On July 20, Agios Pharmaceuticals announced the FDA approval of its isocitrate dehydrogenase-1 (IDH1) inhibitor Tibsovo (ivosidenib) for the treatment of relapsed/refractory (r/r) acute myeloid leukemia (AML) with IDH1 mutations.

By GlobalData Healthcare

On July 20, Agios Pharmaceuticals announced the FDA approval of its isocitrate dehydrogenase-1 (IDH1) inhibitor Tibsovo (ivosidenib) for the treatment of relapsed/refractory (r/r) acute myeloid leukemia (AML) with IDH1 mutations. Tibsovo is Agios’ second approved medicine in less than a year following the approval of the IDH2 inhibitor Idhifa (enasidenib) in IDH2-mutated r/r AML on August 1, 2017. The two approvals present a significant revenue opportunity for Agios, as IDH mutations are found in approximately 20% of AML patients, corresponding to a market size of 10,000 patients in the US and EU.

The FDA approval was based on a single-arm Phase I study (NCT02074839) of 174 patients with IDH1-mutated r/r AML who received a median number of two (range, 1–6) prior therapies. In this heavily pretreated patient cohort, treatment with Tibsovo resulted in complete remission (CR) and CR with partial hematologic improvement (CRh) rates of 32.8%, and a median overall survival (mOS) of 18 months.

The mOS was 8.8 months for the overall population, which compares favorably with historical OS of less than five months in r/r AML that progressed on two prior therapies. Similar to Idhifa, differentiation syndrome was observed following treatment with Tibsovo, affecting 19% of patients in this study. Consequently, the FDA included a boxed warning for differentiation syndrome in the label of Tibsovo, which could be fatal if not treated but otherwise can be managed by corticosteroid therapy.

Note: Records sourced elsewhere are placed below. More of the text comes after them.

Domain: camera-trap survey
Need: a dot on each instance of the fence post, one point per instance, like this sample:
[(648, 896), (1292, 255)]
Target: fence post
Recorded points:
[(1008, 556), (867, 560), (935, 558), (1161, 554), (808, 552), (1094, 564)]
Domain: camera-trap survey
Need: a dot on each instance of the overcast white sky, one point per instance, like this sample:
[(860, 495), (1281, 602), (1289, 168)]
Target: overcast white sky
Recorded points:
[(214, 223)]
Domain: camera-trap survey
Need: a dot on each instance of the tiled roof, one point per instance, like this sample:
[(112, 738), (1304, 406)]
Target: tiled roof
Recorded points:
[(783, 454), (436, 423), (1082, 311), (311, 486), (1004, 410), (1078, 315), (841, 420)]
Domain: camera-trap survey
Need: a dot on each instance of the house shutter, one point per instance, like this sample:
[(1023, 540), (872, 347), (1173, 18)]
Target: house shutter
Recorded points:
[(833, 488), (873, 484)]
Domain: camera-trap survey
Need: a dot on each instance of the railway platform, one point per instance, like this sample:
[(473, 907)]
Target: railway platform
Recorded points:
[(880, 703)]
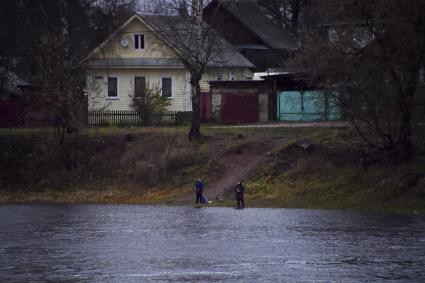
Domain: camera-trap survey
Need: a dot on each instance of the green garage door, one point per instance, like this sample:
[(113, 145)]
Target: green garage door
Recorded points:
[(306, 106)]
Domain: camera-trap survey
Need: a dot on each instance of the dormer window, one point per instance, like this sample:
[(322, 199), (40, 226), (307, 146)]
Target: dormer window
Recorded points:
[(139, 41)]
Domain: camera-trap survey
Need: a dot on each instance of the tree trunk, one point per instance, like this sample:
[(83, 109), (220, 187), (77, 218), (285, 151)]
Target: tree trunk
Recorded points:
[(195, 129), (405, 137)]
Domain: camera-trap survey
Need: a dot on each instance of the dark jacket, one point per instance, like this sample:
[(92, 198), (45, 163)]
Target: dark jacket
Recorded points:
[(199, 187), (239, 190)]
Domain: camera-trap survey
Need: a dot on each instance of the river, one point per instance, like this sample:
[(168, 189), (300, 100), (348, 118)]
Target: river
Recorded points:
[(133, 243)]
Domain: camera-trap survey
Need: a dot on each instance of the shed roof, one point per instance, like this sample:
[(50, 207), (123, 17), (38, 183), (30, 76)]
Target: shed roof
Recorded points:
[(249, 13)]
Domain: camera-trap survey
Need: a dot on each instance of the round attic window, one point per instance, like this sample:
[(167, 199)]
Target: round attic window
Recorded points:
[(124, 42)]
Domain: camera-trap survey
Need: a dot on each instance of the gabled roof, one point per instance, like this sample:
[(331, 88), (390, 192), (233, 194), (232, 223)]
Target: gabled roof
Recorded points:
[(250, 14), (225, 56), (223, 53)]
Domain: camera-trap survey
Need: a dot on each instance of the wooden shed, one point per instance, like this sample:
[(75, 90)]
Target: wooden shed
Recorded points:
[(298, 99)]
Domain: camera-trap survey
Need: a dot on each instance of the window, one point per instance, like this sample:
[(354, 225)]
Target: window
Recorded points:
[(113, 87), (166, 87), (139, 41), (139, 86)]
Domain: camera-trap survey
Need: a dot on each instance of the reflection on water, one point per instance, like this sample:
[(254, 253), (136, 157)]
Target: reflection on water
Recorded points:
[(120, 243)]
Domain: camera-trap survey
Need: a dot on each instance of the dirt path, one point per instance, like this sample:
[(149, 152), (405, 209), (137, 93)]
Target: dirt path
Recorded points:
[(239, 162)]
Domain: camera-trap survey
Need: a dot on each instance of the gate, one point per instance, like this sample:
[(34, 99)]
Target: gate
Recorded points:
[(239, 108)]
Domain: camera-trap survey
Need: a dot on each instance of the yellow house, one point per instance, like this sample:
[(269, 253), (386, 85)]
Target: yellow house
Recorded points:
[(136, 55)]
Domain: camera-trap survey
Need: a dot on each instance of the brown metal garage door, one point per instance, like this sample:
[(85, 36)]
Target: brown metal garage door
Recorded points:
[(239, 108)]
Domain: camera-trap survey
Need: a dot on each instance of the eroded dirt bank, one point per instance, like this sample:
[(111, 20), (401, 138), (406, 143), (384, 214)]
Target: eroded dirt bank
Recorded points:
[(308, 167)]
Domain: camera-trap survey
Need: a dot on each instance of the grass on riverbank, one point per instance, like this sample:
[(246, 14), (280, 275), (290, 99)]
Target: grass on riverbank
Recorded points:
[(158, 166)]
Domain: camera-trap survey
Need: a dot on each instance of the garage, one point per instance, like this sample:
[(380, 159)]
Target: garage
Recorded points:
[(237, 102)]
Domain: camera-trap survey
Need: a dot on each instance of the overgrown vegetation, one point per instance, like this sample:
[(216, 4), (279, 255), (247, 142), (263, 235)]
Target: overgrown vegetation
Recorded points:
[(312, 167)]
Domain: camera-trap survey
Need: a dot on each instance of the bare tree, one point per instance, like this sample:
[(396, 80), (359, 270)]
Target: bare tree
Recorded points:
[(371, 54), (196, 44)]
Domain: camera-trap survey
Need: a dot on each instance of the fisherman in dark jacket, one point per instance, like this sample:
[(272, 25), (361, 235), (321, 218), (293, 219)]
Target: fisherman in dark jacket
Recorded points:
[(240, 190), (199, 188)]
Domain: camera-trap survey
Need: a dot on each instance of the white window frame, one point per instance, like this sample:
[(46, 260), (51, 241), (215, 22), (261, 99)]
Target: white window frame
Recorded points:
[(134, 42), (172, 84), (107, 87), (134, 83)]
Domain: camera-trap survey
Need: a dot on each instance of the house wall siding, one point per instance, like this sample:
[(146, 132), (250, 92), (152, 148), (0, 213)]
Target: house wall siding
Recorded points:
[(98, 93), (154, 48)]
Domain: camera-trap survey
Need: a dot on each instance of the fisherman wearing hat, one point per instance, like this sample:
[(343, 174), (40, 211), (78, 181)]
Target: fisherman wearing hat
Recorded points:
[(199, 188), (239, 190)]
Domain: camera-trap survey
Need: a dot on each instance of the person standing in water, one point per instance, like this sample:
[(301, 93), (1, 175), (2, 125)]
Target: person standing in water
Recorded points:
[(199, 188), (239, 193)]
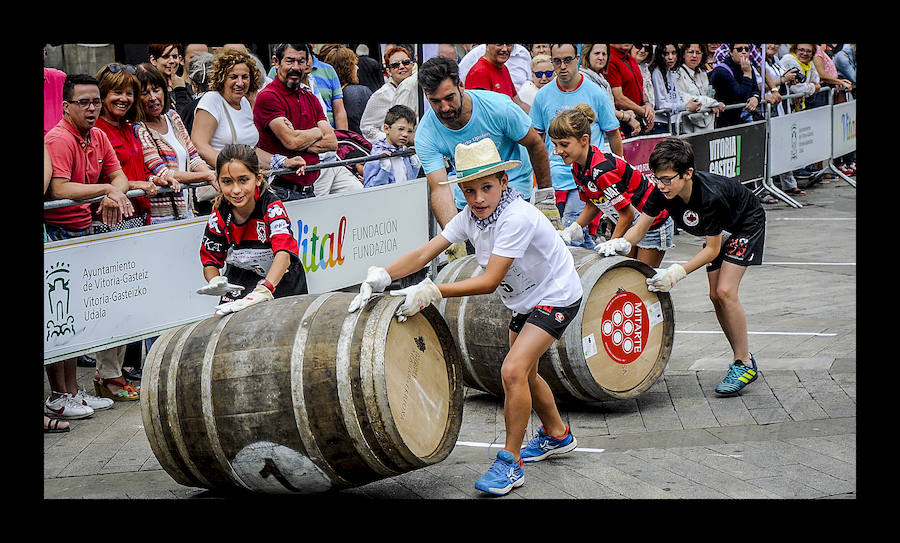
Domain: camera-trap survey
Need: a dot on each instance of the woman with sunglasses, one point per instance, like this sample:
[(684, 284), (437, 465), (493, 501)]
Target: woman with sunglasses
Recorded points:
[(800, 56), (693, 85), (398, 64), (732, 221), (541, 74), (736, 82)]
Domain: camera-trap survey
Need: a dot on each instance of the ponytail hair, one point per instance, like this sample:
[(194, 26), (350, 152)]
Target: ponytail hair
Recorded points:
[(573, 123)]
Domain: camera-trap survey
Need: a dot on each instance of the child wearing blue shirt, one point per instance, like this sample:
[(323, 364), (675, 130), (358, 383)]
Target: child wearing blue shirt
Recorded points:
[(399, 125)]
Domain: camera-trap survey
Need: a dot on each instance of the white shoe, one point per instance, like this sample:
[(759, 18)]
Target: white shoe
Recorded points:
[(66, 407), (94, 402)]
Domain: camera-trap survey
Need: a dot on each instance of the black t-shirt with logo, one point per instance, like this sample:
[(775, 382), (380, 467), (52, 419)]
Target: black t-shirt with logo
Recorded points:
[(717, 204)]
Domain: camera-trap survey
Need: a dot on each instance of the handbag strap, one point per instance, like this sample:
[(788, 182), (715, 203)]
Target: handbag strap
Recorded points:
[(228, 116)]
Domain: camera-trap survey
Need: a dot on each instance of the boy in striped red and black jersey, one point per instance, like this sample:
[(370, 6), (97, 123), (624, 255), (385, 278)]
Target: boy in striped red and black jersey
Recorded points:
[(249, 234), (607, 184)]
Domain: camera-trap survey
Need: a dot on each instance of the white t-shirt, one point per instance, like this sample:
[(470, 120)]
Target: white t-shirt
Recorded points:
[(543, 270), (213, 103)]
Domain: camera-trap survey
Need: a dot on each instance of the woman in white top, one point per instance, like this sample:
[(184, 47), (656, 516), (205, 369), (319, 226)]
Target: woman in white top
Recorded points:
[(526, 263), (693, 85), (224, 114)]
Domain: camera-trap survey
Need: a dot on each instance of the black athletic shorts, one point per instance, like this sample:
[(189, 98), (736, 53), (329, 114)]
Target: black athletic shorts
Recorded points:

Despite having the first-to-market advantage and being the only marketer of IDH inhibitors, GlobalData anticipates Agios’ revenues from Idhifa and Tibsovo to grow gradually due to initial approvals in the smaller, heavily-treated AML patient population. This has been reflected by the modest revenues of Idhifa reported at $13M and $14M in Q4 2017 and Q1 2018, respectively. In line with this, Agios currently estimates an initial target population of 700–1100 patients with IDH1-mutated r/r AML who are eligible for treatment with Tibsovo annually. However, the extensive clinical development programs will bolster revenue growth as both agents are granted label expansions to the much larger treatment-naïve, IDH-mutated AML population.

Taking into account their use in AML in earlier treatment lines, Agios estimates the market opportunity for both Idhifa and Tibsovo to be approximately $2B—a significant sum that is likely to grow even higher as further opportunity abounds in other indications. This opportunity is particularly evident for Tibsovo, as IDH1 mutations are prevalent in multiple oncology indications including cholangiocarcinoma (14%), low grade glioma (80%), chondrosarcoma (50%), and myelodysplastic syndromes (8% IDH1 and IDH2 combined). The prospective addition of these indications to Tibsovo’s label will expand the drug’s eligible target population by an additional 16,000 patients, resulting in future revenues that will surpass the current estimates by at least two fold.